Saturday, October 19, 2013

AA and the sunny side of life

TPA is one week away, so I really must finalize my thoughts on AA and Higher Powers etc., so I can really enjoy the World Series! Michael Wacha seems to be drawing superhuman strength from someplace, maybe I need to rethink my position...

But, nah. My position is firm: AA, despite its flaws, has been a lifesaver for so many, for so long. In Jamesian terms its language of willful submission has been pragmatically vindicated. Consider, for instance, the brilliant journalist David Carr's harrowing memoir of recovery. He says the "Higher Power" slogans worked for him, plain and simple. They paid their way. "The answer to life is learning to live."
This is the point where the knowing, irony-infused author laughs along with his readers about his time among the aphorisms, how he was once so gullible and needy that he drank deeply of such weak and fruity Kool-Aid. That's some other book. Slogans saved my life. All of them--the dumb ones, the preachy ones, the imperatives, the cliches, the injunctives, the gooey, Godly ones, the shameless, witless ones. 
lustily chanted some of those slogans and lived by others. There is nothing ironic about being a crackhead and a drunk, or recovery from same. Low-bottom addiction is its own burlesque, a theater of the absurd that needs no snarky annotation. Unless a person is willing to be terminally, frantically earnest, all hope is lost. The Night of the Gun
But, let us be clear: the slogans worked for David not because they demonstrably hooked him up with supernatural powers. They worked because they helped him recover a sense of his own powers of will, when reliably supported and sponsored by a steadfast community of friends.

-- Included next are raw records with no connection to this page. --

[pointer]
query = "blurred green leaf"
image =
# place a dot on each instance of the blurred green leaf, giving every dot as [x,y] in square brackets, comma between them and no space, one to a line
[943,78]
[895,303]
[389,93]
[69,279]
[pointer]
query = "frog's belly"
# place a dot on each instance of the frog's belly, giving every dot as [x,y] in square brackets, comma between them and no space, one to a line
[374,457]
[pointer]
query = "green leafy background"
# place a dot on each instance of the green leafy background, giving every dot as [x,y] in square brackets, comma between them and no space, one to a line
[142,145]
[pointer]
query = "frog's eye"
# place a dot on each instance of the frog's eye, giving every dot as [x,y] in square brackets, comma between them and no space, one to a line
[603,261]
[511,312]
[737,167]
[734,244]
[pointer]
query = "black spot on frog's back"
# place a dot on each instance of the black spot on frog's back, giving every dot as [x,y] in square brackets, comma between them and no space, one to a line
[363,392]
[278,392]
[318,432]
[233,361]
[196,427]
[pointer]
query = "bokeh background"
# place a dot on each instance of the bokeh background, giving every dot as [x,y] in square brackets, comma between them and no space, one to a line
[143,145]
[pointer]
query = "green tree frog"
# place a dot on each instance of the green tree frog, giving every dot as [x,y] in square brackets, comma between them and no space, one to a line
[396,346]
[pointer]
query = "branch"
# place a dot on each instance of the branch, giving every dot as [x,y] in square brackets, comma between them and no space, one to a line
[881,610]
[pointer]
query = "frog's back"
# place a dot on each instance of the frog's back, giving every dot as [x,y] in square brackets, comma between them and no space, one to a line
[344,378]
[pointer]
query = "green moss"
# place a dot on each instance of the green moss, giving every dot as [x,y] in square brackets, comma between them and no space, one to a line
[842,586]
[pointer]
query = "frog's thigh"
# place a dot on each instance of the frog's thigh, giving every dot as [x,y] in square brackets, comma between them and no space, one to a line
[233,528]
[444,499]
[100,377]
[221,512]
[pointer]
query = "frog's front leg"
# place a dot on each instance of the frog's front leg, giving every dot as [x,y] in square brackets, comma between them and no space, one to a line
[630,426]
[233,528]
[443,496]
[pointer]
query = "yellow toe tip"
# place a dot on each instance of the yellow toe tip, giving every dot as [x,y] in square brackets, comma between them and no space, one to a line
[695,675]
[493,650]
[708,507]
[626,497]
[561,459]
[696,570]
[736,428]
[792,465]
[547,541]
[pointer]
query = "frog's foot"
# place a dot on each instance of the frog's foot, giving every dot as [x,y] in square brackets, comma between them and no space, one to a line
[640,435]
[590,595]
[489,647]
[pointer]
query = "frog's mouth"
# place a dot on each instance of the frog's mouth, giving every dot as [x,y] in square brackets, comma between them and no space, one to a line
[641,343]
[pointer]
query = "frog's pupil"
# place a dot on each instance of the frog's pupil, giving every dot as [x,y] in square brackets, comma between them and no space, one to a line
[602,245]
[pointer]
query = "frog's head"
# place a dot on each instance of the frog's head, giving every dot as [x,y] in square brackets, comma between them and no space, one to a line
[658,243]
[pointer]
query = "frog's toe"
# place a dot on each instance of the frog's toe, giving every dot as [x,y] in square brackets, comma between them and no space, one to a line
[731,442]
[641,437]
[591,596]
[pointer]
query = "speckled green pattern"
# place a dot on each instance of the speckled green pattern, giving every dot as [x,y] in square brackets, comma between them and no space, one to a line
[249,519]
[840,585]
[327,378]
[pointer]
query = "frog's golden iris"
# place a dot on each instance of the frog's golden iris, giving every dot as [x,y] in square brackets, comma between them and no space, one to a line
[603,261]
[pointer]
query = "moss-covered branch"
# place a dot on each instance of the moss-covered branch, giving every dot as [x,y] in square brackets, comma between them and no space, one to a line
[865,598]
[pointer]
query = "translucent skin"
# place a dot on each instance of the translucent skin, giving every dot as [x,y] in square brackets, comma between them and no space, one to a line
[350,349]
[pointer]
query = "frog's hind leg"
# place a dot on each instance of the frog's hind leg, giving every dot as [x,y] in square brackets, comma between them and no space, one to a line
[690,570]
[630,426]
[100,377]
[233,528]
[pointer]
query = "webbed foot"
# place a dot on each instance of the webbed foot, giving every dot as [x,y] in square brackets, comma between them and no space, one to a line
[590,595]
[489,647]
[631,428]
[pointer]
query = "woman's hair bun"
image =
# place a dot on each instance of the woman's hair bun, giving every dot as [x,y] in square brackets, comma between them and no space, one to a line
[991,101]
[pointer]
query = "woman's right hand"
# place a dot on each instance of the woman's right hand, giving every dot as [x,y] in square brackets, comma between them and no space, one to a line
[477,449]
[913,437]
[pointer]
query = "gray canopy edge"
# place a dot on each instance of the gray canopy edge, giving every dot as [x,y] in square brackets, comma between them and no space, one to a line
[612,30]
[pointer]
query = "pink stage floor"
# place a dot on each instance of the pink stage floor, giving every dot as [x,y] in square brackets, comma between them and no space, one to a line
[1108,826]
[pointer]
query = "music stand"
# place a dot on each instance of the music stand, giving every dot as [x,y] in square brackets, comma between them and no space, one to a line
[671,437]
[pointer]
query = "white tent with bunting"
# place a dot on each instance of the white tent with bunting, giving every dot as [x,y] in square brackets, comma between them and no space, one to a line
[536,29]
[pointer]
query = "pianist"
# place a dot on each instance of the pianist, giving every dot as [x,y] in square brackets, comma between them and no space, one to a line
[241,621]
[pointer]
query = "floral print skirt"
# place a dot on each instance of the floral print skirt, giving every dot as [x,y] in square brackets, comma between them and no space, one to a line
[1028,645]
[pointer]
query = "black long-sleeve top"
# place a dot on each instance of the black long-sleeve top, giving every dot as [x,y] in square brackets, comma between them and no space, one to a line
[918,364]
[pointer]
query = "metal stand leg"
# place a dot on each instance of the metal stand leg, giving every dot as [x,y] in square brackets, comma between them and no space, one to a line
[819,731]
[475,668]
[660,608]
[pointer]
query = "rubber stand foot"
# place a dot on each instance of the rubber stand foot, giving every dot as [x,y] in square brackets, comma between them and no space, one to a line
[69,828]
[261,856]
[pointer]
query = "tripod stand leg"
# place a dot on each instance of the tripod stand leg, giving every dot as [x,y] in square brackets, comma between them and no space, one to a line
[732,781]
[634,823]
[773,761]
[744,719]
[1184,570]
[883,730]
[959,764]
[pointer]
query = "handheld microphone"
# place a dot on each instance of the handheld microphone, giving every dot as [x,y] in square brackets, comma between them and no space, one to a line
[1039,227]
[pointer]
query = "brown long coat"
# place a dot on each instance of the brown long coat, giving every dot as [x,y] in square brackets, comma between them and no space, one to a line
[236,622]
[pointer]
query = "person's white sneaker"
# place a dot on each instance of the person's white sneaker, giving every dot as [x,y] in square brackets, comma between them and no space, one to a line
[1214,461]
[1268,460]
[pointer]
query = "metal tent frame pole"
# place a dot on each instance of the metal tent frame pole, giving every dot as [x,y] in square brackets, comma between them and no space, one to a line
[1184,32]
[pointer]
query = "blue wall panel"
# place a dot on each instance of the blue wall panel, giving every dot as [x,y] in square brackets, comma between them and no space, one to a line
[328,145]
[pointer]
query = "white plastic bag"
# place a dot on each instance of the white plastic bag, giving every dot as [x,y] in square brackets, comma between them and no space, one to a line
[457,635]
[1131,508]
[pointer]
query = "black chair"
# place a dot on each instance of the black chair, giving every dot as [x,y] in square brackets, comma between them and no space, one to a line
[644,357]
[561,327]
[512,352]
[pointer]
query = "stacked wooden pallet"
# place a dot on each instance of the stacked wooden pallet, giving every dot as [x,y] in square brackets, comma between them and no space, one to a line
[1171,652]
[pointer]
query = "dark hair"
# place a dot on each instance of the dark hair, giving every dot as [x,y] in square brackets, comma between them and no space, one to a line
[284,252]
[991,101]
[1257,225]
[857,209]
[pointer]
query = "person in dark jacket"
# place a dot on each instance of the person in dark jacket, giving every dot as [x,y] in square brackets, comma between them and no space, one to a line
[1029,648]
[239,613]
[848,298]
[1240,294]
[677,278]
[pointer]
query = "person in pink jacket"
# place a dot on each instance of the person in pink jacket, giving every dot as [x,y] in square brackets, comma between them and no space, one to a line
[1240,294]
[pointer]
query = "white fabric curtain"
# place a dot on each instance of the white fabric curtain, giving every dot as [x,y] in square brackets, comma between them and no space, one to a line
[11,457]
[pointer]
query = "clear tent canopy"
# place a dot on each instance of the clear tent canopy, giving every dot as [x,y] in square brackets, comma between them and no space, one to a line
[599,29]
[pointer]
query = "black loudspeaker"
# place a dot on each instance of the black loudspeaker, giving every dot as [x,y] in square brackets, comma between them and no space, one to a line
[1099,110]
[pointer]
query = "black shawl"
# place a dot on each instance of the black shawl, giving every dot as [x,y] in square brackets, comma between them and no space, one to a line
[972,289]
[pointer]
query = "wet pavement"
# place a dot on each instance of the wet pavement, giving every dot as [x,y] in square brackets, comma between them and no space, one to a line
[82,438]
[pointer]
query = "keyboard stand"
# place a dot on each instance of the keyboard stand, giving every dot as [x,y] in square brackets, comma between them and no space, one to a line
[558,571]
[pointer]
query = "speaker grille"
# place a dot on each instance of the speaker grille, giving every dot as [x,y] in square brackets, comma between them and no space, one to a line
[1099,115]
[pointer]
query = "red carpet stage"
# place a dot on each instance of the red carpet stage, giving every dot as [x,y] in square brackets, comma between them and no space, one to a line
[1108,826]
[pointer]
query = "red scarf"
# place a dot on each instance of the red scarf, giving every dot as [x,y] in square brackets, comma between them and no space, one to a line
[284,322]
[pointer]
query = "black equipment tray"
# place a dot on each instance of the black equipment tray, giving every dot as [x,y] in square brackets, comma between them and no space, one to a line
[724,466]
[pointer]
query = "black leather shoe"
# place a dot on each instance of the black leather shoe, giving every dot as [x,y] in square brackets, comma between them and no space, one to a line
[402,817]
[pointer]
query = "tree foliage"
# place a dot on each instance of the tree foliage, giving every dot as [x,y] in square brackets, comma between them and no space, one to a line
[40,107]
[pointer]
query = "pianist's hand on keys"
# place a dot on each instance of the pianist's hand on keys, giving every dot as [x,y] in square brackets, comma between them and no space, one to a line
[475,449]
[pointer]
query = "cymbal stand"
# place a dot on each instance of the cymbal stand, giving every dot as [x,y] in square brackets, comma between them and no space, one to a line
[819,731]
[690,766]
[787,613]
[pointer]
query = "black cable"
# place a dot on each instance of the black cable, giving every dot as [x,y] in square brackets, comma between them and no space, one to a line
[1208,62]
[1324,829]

They put him back in touch with his and their humanity. 

David describes himself as a believing, practicing Catholic. I don't question the sincerity of his faith. I simply observe that it demarcates his path, not everyone's. Not mine. There are many routes to sobriety, health, and happiness. 

I think the genius of Bill Wilson's program lies in allowing its practitioners just enough latitude to let those slogans and affirmations mean what they need to mean, to those individuals. It is a natural fact about most of us that, with a little help from our friends (or a lot) we sometimes can correct our worst errors, redirect our self-destructive impulses, repair our relationships, and overcome our addictions. For some, a secular approach affirming personal will and responsibility works better than turning it all over to unseen nonhuman powers. 

So, Pluralism plus Pragmatism is still my soppy slogan.

But, by the way: Bill Wilson did not understand atheism. 
I was not an atheist. Few people really are, for that means blind faith in the strange proposition that this universe originated in a cipher and aimlessly rushes nowhere. AA Big Book
"Blind faith" going "nowhere"? No, not me, not us, not over here on the naturally sunny side of life. Our eyes are open wide, and we're going to the Series.